第30話 研究会の活動2
前回のあらすじ
新しい友人→研究会説明→研究会メンバー仲良くなる
研究会メンバーの仲が良くなった次の日の朝。
「クラウ~ 今日こそはテイムするからね!」
「分かったよ。で、今更なんだけどさ」
「ん?」
「なんで俺が研究会リーダーになってんの!? そこはエルクだろ!」
「え~ だってリーダーとか面倒そうじゃん! クラウならできるかな~ と思ってさ!」
「面倒事を俺に押し付けるな! リーダーはエルクがやれよ!」
「そんなに熱くならないでよ~ 分かったから、じゃあ副リーダーやって! お願い!」
「副リーダーならいいけど」
「よし! じゃあ今日授業終わった後訂正してから行くね! 先に従魔寮行って待っててね。すぐに行けると思うから」
いつも通りメル達と一緒に学園に行き、いつも通り授業を受け、いつも通り終わる。
そして学園が終わった後、エルク1人教室を飛び出していく。教室に残っているメル達はクラウから軽く説明を受ける。

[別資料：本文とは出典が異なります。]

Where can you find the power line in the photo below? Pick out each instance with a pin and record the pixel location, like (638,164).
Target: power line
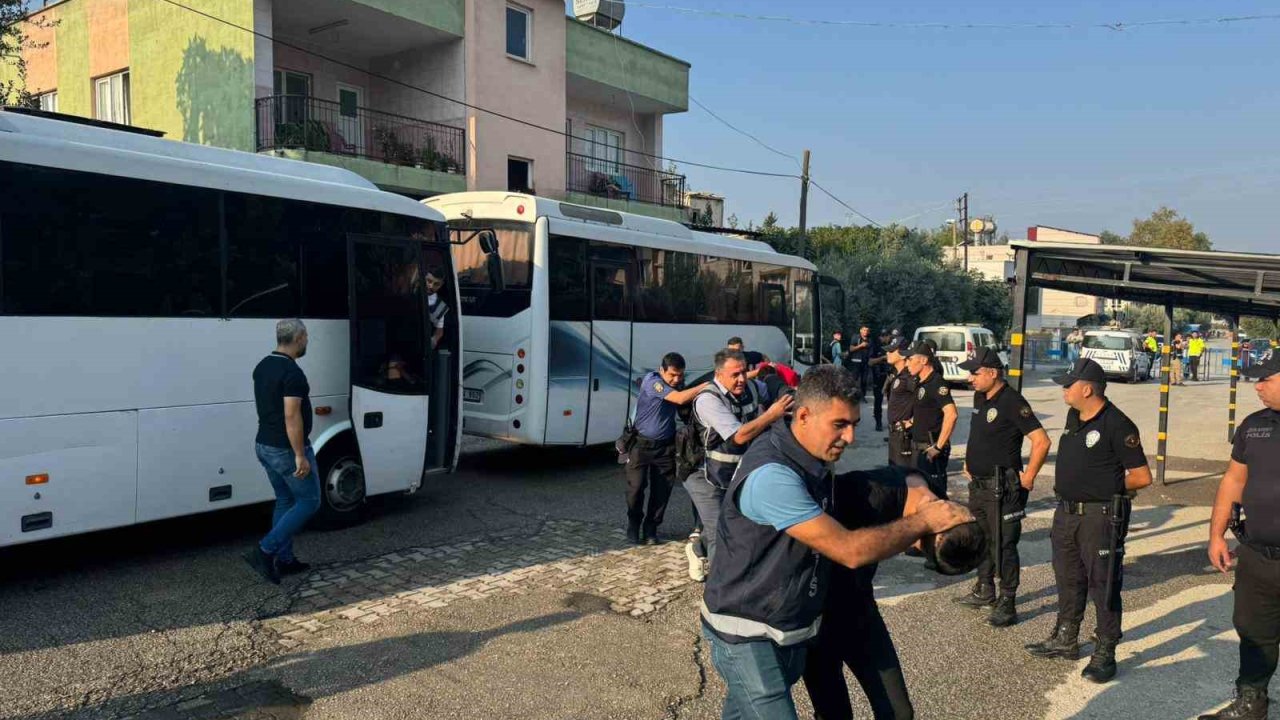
(462,103)
(1114,26)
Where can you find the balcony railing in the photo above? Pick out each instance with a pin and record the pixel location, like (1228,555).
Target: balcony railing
(300,122)
(607,178)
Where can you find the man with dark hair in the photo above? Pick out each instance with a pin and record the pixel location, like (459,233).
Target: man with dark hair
(853,630)
(652,459)
(768,582)
(728,415)
(1100,465)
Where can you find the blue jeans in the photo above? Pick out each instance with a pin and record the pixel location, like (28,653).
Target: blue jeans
(758,677)
(296,499)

「エルクは少しやることがあるからって事で、先に従魔寮に行くことになってるから。ソウさんを待って、来たら従魔寮に行こう」
「エルクのやることって何?」
「あ~ 研究会のリーダー変更だ」
「エルクさんからリーダーが変わるんですか?」
「はぁ…… やっぱりか……」
クラウはため息を吐き、エルクがリーダーだと思っているメル達に説明する。
「エルクは勝手に僕をリーダーにして、副リーダーをメルにしていたんだよ」
「え! そうだったの!?」
「知らなかったです!」
「な! 知らなかっただろ? そういうことだから、エルクがリーダーで僕が副リーダーになるから」
「なんだか大変だったのね」
「ソウちゃんにも伝えないとだね!」
エルクが教室を出て行った後、クラウ達はソウと合流し従魔寮へ向かって歩いていた。エルクはというと、既にリーダー変更の申請書を提出したのだが、他の研究会の活動内容や活動実績を見ていた。
「ん~ どれもぱっとしないよな~」
どの研究会も、レッサーウルフやレッサーマンティス等下位種のモンスターに関しての論文がほとんどであり、優秀と言われている物は下位種ではなく通常種のウルフやマンティスに関することであった。内容としては、モンスターの生態調査を称して同じモンスター同士の交尾や、モンスターの習性を観察して記録に残すというものだった。どの研究会も発表するものが地味過ぎるため、エルクは呆れていた。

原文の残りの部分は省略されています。